Viele Räte, wechselnder Vorsitz, filigrane Kompromisse: Der Rat der Europäischen Union ist wo Europa konkret ausgehandelt wird – zwischen nationalen Interessen und europäischer Lösung.

Der niederländische Außenminister Caspar Veldkamp (links) und der belgische Minister für Auswärtige Angelegenheiten Maxime Prevot (rechts) im Gespräch beim Rat der Außenminister. (© picture alliance / ANP | JONAS ROOSENS)

Beim Rat der Europäischen Union handelt es sich um ein System von mittlerweile zehn unterschiedlichen Räten und deren Verwaltung.
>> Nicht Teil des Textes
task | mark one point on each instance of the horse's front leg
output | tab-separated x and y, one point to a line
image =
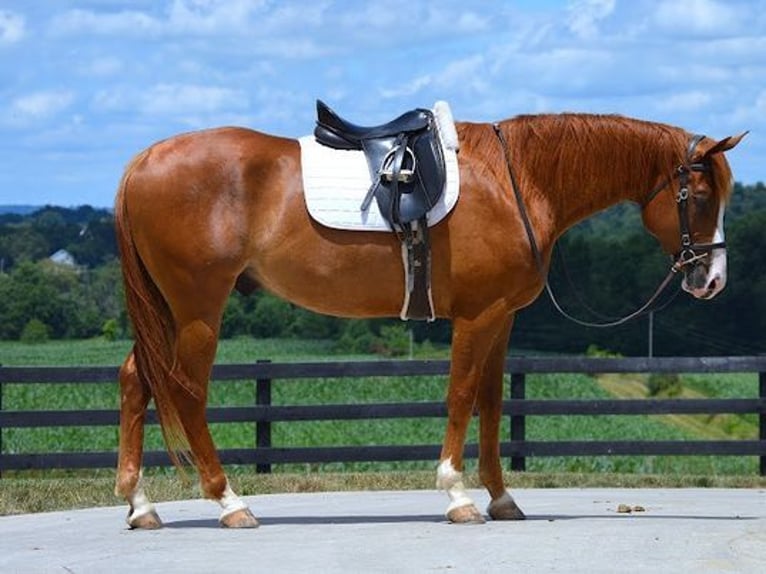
502	505
472	341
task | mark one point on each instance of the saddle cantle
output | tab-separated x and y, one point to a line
404	157
407	170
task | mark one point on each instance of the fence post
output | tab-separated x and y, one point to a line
518	422
263	428
762	418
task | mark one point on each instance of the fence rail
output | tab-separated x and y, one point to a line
263	413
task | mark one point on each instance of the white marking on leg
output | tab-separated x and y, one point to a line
450	480
140	505
230	502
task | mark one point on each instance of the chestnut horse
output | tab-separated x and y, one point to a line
200	214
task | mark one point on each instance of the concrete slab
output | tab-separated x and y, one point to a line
568	530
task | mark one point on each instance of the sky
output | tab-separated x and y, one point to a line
87	84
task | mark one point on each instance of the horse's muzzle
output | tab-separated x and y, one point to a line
706	278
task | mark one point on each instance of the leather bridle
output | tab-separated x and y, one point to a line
690	252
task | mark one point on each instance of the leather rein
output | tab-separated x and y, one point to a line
690	252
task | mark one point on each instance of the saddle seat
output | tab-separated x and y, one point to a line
336	132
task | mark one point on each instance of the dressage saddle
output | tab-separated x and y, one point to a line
404	157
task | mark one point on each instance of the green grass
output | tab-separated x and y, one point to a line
369	432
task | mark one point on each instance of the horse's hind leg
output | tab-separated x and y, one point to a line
134	398
196	343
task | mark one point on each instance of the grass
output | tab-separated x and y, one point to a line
69	489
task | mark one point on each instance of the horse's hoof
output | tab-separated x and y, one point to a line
467	514
504	508
240	519
147	521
Während imInterner Link: Europäischen Rat die politischen Spitzen der Mitgliedstaaten sitzen, bestehen die Räte aus den Fachministern der Mitgliedstaaten. So gibt es beispielsweise einen Rat für Wirtschaft und Finanzen, Justiz und Inneres, Beschäftigung, Verkehr und Umwelt. Der Rat der Außenminister tagt in zwei verschiedenen Formationen: Zum einen als Rat für Auswärtige Angelegenheiten, bei dem der Hohe Vertreter für die Außen- und Sicherheitspolitik den Vorsitz führt, zum anderen als Rat für allgemeine Angelegenheiten, der zusammen mit dem Europäischen Parlament die Gesetze in der EU bestimmt.
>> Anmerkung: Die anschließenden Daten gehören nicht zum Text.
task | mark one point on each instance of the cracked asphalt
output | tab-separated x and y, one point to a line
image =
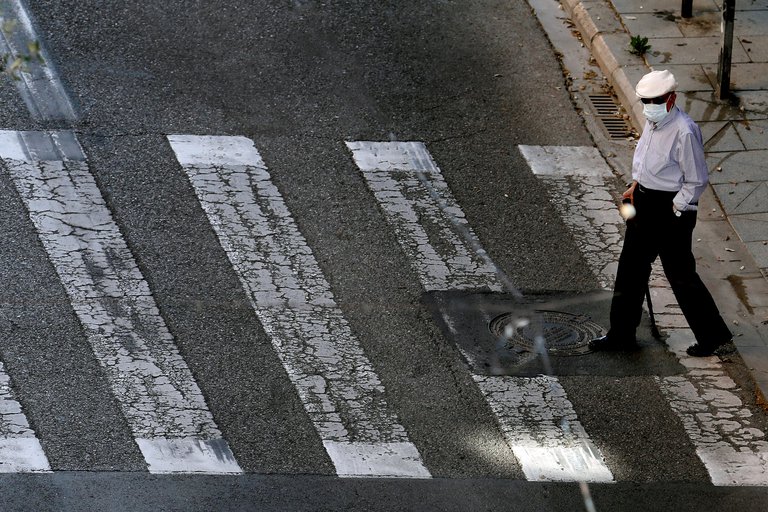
471	80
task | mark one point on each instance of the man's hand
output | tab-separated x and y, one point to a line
630	193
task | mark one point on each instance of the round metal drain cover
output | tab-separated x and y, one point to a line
565	334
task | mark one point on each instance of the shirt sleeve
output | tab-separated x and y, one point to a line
693	165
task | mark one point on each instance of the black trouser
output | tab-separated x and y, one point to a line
657	231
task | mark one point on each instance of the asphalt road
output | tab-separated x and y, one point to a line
472	81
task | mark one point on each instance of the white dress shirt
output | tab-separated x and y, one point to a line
670	157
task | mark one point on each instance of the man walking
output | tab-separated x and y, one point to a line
669	174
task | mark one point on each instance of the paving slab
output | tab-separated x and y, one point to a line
751	5
700	25
738	166
749	76
751	23
754	134
647	25
701	50
760	252
750	227
633	6
731	244
754	103
755	46
743	198
720	136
Rund einmal im Monat treffen sich die aus den Mitgliedstaaten angereisten Fachminister, um über Gesetzesvorschläge zu beraten, den Haushaltsplan festzulegen, die Wirtschaftspolitik zu koordinieren oder über die Außen- und Sicherheitspolitik abzustimmen. Die Ratsformationen tagen getrennt voneinander, so dass bei insgesamt rund 80 Sitzungen pro Jahr wöchentlich ein oder zwei Ministerrunden aus den Mitgliedstaaten in Brüssel zusammentreffen. Auf diese Weise wird ein dichtes Netz aus politischen Akteuren geschaffen, die sich untereinander gut kennen und in unzähligen Verhandlungsrunden und Konsultationen politische Ideen kreieren und diskutieren.

Deutsche Beteiligung im RatWelcher Minister nimmt an welcher Ratsformation teil?
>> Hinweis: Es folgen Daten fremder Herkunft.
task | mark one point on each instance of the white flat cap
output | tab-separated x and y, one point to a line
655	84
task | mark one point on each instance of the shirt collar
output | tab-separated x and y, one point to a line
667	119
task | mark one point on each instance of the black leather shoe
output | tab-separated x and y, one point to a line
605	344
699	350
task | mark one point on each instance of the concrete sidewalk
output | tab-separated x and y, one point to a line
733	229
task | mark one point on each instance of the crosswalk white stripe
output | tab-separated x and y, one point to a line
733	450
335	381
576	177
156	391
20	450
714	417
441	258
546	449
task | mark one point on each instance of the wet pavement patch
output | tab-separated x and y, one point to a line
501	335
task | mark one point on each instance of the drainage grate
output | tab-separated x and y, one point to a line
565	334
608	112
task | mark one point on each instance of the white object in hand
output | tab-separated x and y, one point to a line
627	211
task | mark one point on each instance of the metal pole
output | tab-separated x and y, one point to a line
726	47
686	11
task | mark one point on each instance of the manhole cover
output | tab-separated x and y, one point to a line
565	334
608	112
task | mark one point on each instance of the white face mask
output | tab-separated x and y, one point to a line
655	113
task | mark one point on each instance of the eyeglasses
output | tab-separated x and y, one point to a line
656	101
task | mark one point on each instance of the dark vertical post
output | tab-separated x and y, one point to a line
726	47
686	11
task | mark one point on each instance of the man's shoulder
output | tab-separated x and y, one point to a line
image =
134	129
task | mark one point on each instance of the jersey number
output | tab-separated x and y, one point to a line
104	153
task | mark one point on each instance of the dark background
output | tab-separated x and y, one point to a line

Normalerweise vertreten die jeweiligen Bundesministerinnen oder Bundesminister Deutschland im Rat der Europäischen Union. Des Öfteren lassen sie sich aber auch durch ihre Staatssekretäre vertreten.

  • Allgemeine Angelegenheiten (GAC): Auswärtiges Amt (i. d. R. Europastaatsminister; bei Querschnitt/Koordination auch Bundeskanzleramt)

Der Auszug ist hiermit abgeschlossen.